私たちが暮らしている現実空間とは少し離れたところで、何か妙なものが動いている、だから不安だ……それがドローンやマルウェアに対する私たちの正直な感想ではないだろうか。特にスパイウェアが外部から遠隔操作でこっそりと情報を盗み出す手口を考えてみると、余計にそういった印象を強くする。

だが大きく異なるのは、マルウェアがもともと規制のないサイバー空間で自由気ままに活動を開始し、すでに四半世紀を超えている点だ。その結果、今や高度なプログラムと巧妙な手法を兼ね備え、効果的な金銭獲得に成功するにとどまらず、政治的、軍事的、産業的な破壊行為が実行できる段階にまで至っている。それと比べるとドローンはまだ黎明期であり、大半の利用者は興味本位で楽しんでいるにすぎなかった。

しかし、2015年4月に官邸ドローン事件が発生して以来、国内ではテロ行為に悪用される懸念が急激に高まり、ドローンに対する法規制を強める動きが活発化した。その結果、2015年9月には早くも航空法の改正法が成立し、12月に施行されるに至った。これまで全く制限のなかったドローンに対して、以下のようなことが禁止された。

禁止事項

  • 人口が集中する地区の上空
  • 空港周辺の上空
  • 夜間の飛行
  • 高度150メートル以上の飛行

もちろんこうした禁止区域であっても、経験が豊富な操縦者が飛行許可申請を行い申請が通れば、ドローンの飛行や撮影は可能である。とはいえ、それでも以下のような制限事項があり、実際の使用については、かなり範囲が狭められたことは間違いない。

制限事項

  • 目視できない飛行
  • 人や建物からの距離(30メートル以上)
  • 物の投下
  • 爆発物の輸送

当面は、誰かに目撃されると、それだけで通報されるという事態が起こることも予想される。つまりマルウェアはプログラムでありその実態はつかみにくいが、ドローンは飛行中や落下したときなどはその正体がはっきりしているという違いがあることが分かる。そのため、ドローンを利用して野外におけるイベントなどを空撮しようというのも、各自治体の条例や各施設においてそれぞれが「禁止」や「自粛」の方向性を打ち出している。

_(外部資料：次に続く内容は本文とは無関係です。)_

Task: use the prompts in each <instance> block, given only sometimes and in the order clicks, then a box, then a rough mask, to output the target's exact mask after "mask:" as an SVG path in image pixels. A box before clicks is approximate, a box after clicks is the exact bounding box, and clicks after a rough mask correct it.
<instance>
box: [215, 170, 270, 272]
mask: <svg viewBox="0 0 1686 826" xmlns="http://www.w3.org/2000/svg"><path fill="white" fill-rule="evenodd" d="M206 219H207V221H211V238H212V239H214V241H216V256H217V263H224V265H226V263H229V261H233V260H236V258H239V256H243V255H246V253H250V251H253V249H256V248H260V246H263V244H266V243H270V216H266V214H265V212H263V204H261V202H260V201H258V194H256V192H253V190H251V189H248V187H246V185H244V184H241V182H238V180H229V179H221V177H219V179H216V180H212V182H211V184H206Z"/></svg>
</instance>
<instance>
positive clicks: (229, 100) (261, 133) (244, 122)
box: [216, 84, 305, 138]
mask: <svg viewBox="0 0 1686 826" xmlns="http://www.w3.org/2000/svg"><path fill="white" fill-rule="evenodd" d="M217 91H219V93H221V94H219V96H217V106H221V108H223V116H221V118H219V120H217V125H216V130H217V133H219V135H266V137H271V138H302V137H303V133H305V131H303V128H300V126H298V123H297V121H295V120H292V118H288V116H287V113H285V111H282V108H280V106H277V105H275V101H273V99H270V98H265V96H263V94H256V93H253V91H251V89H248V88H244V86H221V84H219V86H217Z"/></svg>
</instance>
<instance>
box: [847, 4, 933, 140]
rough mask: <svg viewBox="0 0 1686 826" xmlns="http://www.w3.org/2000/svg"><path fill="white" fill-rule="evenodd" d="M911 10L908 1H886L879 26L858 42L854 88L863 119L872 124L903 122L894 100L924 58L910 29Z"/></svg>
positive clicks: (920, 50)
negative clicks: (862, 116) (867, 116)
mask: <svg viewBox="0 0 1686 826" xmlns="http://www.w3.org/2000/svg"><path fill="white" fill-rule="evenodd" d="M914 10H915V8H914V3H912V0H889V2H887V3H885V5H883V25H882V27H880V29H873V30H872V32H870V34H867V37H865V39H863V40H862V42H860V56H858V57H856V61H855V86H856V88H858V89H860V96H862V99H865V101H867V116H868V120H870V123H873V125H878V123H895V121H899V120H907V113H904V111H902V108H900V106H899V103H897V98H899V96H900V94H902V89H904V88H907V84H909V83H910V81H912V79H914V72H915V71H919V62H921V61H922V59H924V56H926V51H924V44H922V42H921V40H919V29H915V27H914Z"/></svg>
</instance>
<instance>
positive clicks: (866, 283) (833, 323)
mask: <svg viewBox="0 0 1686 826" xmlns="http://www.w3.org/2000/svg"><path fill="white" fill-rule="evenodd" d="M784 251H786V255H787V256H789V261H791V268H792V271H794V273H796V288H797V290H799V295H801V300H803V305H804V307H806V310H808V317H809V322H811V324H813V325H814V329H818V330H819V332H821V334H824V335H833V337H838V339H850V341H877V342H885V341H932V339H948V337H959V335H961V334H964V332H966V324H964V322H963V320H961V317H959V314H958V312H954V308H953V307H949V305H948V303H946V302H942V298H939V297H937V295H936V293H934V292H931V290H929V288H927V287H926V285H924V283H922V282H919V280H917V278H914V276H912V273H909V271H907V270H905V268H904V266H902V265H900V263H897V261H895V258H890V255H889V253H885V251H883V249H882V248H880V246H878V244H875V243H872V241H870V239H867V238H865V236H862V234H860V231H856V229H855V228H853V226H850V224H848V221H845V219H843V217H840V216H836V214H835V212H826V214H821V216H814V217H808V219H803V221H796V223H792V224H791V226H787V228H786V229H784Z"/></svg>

神奈川県横浜市にある寺院では無許可の飛行や撮影を禁止している

神奈川県横浜市にある寺院では無許可の飛行や撮影を禁止している

長野県松本市の文化財施設の入り口には「自粛」の文字が

長野県松本市の文化財施設の入り口には「自粛」の文字が

官邸ドローン事件においてドローンを飛ばした男性に対しては、2016年2月に威力業務妨害罪で懲役2年の有罪判決が下された。さらに、テロ対策として、重要施設の上空の飛行を禁じる法整備も進められている。2016年3月中に成立する見通しの規制法案では、首相官邸や皇居、外国要人がいる施設や周辺などでの飛行が禁じられる。原発施設も対象となる見通しだ。もしも目撃された場合、警察当局には破壊などが認められる。

これだけ厳しい環境がつくられた中で、はたして今後のドローンの商業的利用はどうなるのであろうか。実は、2015年12月、ビジネス創出を目的とした政府による規制緩和地域「国家戦略特区」に指定されている千葉市が、ドローンを使った宅配サービス実験を開始すると発表している。この場合、「特区」であることから法的規制が外され、人口密集地域であってもドローンが飛ばせる。

すなわち、この特区における実験次第では、法規制を変えて今後ドローンの商業的利用にも門戸が開かれる可能性があるということである。混沌としたサイバー空間においては、マルウェアによる脅威など確かに不安要因が多いが、同時にさまざまなメリットがあるし、私たちはこの空間を現実空間と同じように大切なものとして日々利用している。それと同じように、上空空間におけるドローンの挙動についても、今後、法規制と商業的利用のバランスをうまくとっていく方向に進んでいってほしいものである。